Naam zoowel voor den uitwendigen neus als voor de ➝ neusholte. De uitwendige n. bestaat uit neuswortel, -rug, -punt en -vleugels. De neusbeenderen steunen het bovenste gedeelte van den n., de neuskraakbeenderen het onderste deel.
Bij de verschillende menschenrassen en ook bij vsch. personen heeft de n. vaak zeer verschillende vormen: haviksneus, stompneus, wipneus enz.
De neus is behalve als ➝ reukorgaan van belang voor de ademhaling, daar veel onzuiverheden uit de lucht in de neus door de haartjes worden tegengehouden en zoo niet in de longen terecht komen.

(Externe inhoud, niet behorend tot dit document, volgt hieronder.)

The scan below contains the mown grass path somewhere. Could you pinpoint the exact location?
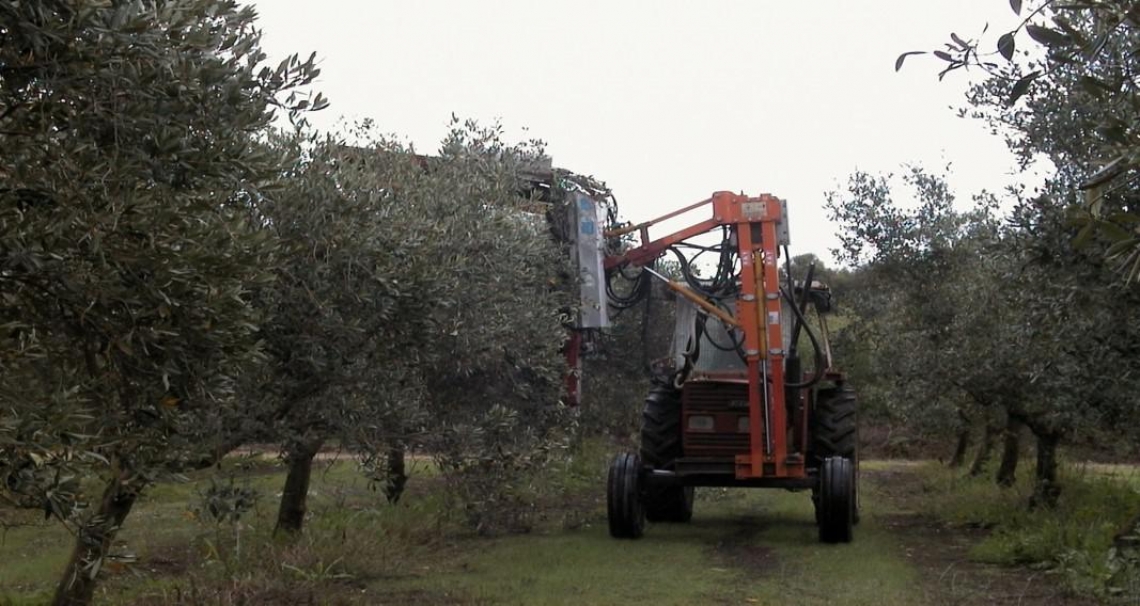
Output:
[0,461,1082,606]
[375,469,929,606]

Voornaamste afwijkingen en ziekten van den neus bij den mensch. Uitwendige neus De scheeve neus is meestal een gevolg van ontwikkelingsstoornis, kan echter ook door uitwendig geweld ontstaan, evenals de boksersneus; de zadelneus en de lorgnetneus zijn een gevolg van bepaalde ontstekingen van den inwendigen neus; een typische vorm van den neus ontstaat bij goendoe, een tropische ziekte, nl. een sterk verdikte neusrug met aan weerszijden hiervan beenige uitwassen. Soms ontstaan bij neuspoliepen eveneens uitpuilingen aan beide zijden van den neus. Rhinophyma is een soms bij oude mannen voorkomend, rood, hobbelig neusgezwel. Geheel of gedeeltelijk defect van den neus kan ontstaan bij lupus, sommige tropische ziekten en kwaadaardige gezwellen.
Inwendige neus Het onderzoek van den inwendigen neus met behulp van een lichtbron noemt men rhinoscopie. De meest voorkomende ziekten zijn slijmvliesontstekingen (rhinitis). Acute slijmviiesontsteking heeft men bij gewone verkoudheid, griep, mazelen, enz. Chronische slijmvliesontstekingen worden meestal veroorzaakt door verblijf in rook, stof, of door inademen van bepaalde chemische producten, verder bij neusbijholteaandoeningen en bij kinderen vaak door adenoïde vegetaties. Een eenzijdige neusettering wijst op bijholteaandoening of op een vreemd lichaam in den neus. Een bepaalde vorm van chronische ontsteking is de ozaena (stinkneus), een ziekte, waarvan men de oorzaak niet kent.
Sommige vormen van syphilis of tuberculose geven een dergelijke afwijking. Bij ozaena ontstaat ook atrophie van het kraakbeen. Bij syphilis ontstaat door aantasten van het been en kraakbeen de zadelneus. Een waterige afscheiding uit den n. zonder ontsteking kan gevolg zijn van gebruik van jodium of broomverbindingen, allergische ziekten (hooikoorts, enz.). Vaak ontstaan bij chronische slijmvlies- of bijholteaandoeningen poliepen: grijze of lichtroode, ronde gezwelletjes. Deze moeten niet verwisseld worden met de neuscyste en ➝ kaakcyste.
Bij langdurig verblijf van een vreemd lichaam in den neus vormt zich rondom dit voorwerp een kalkafzetting (neussteen, rhinolieth). Bloedgezwel of haematoom van het neustusschenschot wordt veroorzaakt door uitwendig geweld. Bij niet behandelen hiervan ontstaat een abces van het tusschenschot met als gevolg gedeeltelijke inzinking van den neusrug (lorgnetneus). Neusbloeding (epistaxis) kan een gevolg zijn van uitwendig geweld, verhoogden bloeddruk, nier-, hart-, vaat- of bloedziekten, ontsteking in den neus.
Verschillende neusaandoeningen eischen een operatieve behandeling (gezwellen, septumafwijkingen, enz.). Vormafwijkingen van den uitwendigen neus eischen een bijzondere operatieve behandeling, neusplastiek genoemd. Wat de prophylaxis betreft, is op de juiste wijze snuiten van den neus (een zijde tegelijk en niet te hard) ten einde ooraandoeningen te voorkomen, van belang. Verder moet geen water worden opgesnoven.
Bij verstopten neus krijgt men de zgn. gesloten neusspraak (rhinolalia clausa); bij verlamd of gespleten gehemelte de open neusspraak (rhinolalia aperta). Aandoeningen van de reukzenuw kunnen tot gevolg hebben: verlies van den reuk (anosmia essentialis), verkeerd ruiken (parosmia), alles heeft een weerzinwekkenden reuk (kakosmie). Bij sommige zenuwziekten ontstaat te scherp ruiken (hyperosmie).